Although during this activity we could not employ assessment methods, here our conclusions are presented in terms of the knowledge shown by the students, their enthusiasm during the activity, and the versatility to be implemented at different educational levels.

We noticed that most students already had a general knowledge about leukemia within a social context, even the elementary school students. On the other hand, almost all of them (including the high school students) did not know about the application of asparaginase in this treatment and had a vague concept of what chemotherapy is. As expected, elementary school students did not recognize the concept of enzymes, while most high school students had a general knowledge of this topic. Finally, only the high school students had previous knowledge of nanoscale size, but in a very theoretical sense.

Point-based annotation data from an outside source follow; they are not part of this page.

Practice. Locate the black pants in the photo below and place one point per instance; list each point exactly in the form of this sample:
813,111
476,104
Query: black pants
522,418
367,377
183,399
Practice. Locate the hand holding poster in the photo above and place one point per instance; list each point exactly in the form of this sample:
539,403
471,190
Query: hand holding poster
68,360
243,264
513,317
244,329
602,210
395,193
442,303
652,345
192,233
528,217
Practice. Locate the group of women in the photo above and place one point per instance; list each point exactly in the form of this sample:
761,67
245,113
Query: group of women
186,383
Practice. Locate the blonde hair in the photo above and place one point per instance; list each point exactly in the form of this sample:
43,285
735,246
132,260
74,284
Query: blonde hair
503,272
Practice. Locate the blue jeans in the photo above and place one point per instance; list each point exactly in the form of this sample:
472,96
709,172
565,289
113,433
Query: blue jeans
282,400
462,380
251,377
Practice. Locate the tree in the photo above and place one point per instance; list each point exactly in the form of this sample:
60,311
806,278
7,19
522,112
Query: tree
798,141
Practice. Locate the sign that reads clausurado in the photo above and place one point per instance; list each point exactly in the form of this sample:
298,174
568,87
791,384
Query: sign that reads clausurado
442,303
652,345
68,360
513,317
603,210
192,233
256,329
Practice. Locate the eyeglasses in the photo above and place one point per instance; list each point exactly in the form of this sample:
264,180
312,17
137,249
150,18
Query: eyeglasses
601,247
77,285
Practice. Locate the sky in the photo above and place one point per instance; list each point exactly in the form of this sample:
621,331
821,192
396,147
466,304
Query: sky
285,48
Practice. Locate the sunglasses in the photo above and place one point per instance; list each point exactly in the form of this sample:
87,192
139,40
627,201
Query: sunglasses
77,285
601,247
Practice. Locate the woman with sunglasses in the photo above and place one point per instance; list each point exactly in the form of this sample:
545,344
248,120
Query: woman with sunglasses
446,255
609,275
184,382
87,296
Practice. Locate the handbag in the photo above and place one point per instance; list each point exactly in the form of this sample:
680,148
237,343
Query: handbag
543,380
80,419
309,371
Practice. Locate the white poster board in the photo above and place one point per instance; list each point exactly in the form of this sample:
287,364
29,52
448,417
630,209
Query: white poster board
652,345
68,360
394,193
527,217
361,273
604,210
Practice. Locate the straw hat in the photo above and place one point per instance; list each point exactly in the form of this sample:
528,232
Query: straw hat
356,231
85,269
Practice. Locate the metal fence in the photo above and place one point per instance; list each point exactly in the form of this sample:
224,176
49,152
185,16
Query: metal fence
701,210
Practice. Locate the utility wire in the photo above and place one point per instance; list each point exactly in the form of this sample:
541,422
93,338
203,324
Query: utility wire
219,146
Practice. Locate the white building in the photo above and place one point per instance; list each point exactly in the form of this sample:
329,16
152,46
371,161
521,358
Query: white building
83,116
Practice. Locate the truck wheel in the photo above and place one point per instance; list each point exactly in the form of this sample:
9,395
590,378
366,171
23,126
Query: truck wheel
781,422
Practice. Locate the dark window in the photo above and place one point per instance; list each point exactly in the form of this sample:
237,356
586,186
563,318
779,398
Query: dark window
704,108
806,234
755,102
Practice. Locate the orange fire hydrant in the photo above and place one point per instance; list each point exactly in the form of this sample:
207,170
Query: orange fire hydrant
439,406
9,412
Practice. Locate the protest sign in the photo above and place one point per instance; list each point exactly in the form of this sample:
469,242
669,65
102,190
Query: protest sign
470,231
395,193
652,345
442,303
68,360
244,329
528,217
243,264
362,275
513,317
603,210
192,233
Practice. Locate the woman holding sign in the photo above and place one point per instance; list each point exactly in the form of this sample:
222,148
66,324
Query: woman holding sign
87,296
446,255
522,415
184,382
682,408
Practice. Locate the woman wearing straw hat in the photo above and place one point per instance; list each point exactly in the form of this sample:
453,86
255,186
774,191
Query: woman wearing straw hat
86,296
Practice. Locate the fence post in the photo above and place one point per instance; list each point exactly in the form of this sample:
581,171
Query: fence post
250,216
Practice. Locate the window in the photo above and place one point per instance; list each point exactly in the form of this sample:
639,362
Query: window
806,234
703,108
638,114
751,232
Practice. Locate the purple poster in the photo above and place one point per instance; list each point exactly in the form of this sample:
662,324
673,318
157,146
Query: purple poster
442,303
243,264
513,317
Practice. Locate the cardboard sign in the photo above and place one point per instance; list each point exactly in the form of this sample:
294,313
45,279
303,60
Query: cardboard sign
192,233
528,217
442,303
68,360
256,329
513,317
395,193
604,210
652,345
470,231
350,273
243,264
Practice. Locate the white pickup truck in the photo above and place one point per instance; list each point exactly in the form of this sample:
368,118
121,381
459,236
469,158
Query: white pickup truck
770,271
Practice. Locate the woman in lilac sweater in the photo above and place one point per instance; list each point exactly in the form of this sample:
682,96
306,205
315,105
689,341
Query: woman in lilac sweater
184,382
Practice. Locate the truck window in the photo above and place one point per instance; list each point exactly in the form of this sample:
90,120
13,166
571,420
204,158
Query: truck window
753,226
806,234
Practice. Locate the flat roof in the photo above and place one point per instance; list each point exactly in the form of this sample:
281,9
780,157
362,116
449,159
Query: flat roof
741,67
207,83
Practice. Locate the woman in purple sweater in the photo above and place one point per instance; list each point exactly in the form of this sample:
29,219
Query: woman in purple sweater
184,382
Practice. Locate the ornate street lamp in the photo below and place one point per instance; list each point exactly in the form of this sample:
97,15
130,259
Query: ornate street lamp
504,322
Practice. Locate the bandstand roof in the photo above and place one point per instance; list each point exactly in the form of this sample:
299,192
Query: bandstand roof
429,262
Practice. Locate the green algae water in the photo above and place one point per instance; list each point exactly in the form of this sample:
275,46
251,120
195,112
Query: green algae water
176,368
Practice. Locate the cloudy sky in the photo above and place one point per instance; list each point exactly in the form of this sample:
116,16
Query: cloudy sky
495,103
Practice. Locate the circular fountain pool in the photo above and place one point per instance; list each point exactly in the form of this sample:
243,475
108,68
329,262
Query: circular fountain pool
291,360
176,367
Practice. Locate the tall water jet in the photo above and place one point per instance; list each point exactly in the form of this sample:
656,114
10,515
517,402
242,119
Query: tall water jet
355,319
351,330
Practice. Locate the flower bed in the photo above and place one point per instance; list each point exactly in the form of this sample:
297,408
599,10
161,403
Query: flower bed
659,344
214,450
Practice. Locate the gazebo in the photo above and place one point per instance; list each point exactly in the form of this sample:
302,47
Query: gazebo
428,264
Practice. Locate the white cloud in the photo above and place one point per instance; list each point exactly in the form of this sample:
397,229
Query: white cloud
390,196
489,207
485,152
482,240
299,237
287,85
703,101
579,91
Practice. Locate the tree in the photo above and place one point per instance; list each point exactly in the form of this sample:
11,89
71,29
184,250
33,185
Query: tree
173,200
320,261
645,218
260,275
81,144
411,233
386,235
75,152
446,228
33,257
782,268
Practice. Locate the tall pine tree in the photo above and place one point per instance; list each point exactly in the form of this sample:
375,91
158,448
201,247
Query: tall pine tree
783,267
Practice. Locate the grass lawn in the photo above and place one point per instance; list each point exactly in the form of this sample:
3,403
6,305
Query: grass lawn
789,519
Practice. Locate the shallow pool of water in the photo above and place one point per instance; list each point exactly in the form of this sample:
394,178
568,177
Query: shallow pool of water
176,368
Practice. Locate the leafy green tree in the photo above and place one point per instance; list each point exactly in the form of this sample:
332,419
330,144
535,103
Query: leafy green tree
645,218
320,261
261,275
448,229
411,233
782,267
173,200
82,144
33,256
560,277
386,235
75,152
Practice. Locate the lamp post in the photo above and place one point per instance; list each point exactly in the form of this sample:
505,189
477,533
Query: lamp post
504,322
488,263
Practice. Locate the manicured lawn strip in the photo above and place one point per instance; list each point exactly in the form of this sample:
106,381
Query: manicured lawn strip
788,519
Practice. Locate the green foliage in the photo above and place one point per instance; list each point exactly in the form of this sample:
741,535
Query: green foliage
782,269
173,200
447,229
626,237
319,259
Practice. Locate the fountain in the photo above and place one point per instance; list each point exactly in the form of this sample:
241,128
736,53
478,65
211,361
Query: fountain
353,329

We perceived that this activity generated enthusiasm and interest in science within both groups of students (elementary and high school); it was possible to teach scientific concepts in an entertaining way. We think that even the youngest students understood the concept of enzymatic activity, since they could distinguish between the presence of both proteins based on the final mixture color. To our understanding, this activity is adaptable for different educational levels, if the content and duration are modified, including a general adult audience. It can also be carried out by any person who possesses the basic knowledge here discussed, for example, a graduate student, teacher, and so forth, although we believe it is more enriching when it is done by a graduate student.